Second, vocalize. Allow the energy to make its own sound. Without words, let the energy express itself through sounds like screaming, growling, groaning, moaning, crying, etc. The important thing here is to make sure the sound matches the feeling.
Lastly, move. Let yourself be “possessed” by the energy, allowing it to move your body in any way it desires. In other words, do an “interpretive dance,” making sure the movement matches how you feel; otherwise you won’t experience a shift. Go all the way. For example, if you’re scared, roll up in a ball and shake. If you’re angry, pound a cushion. If you’re sad, double over and sob. If you’re horny, twerk; if you’re joyful, raise your arms in a victory celebration.
Step 4: Look
To be emotionally intelligent (EQ) means we’re committed to feeling our feelings all the way through to completion. If you practice steps 1-3, the emotion will naturally release.

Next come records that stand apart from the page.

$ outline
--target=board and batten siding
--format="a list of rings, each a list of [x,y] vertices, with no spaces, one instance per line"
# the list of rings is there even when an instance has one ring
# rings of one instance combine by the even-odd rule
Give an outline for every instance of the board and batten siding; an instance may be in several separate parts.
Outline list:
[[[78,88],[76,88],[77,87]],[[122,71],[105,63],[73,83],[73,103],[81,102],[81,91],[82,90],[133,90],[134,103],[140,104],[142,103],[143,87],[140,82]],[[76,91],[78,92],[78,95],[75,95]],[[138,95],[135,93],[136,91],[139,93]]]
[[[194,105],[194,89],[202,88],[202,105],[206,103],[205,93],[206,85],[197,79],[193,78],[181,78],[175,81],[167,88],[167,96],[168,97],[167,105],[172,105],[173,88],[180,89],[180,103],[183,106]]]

However, if it remains stuck, if you’re still an emotional wreck, the next step is to “look” for the story that’s fueling the feeling and keeping it going. It’s always a story or the way you’re interpreting an event, that holds an emotion in place.
For example, if your boyfriend breaks up with you, you’ll naturally feel sad. And if you practice steps 1-3, that feeling will naturally move through you and release. (You may have to repeat those steps frequently at first since sadness often comes in waves.)
But if you have a story that says the break up means you’re not lovable and that you’ll never find a lasting relationship, your sadness will never release. It will be like a birthday candle that can’t be blown out! The story fuels the emotion and keeps it from naturally releasing.
However, our stories are NEVER true no matter what they are. When you “look” at the story and see that it’s just an empty, meaningless thought, the emotion will release naturally, and you’ll be back in your normal and natural state of ease and flow.
Step 5: Listen
The final step is to “listen” to our emotions. Like a fever indicates an infection, so our emotions often indicate that something is out of alignment in our lives and needs our attention.
Frequently, when we’re an emotional wreck, it’s because we’re not addressing something in our lives. Here is a list of the primary emotions and what they usually indicate:
- Anger — something needs to be stopped.
- Sadness — something needs to be released.
- Fear — something needs to be known.
- Joy — something needs to be celebrated.
- Sexual Feelings — something needs to be created.
When you’re feeling one of these emotions, your body is speaking to you. So listen! Hear and heed your body’s wisdom, for if you don’t, you forfeit the right to feel good.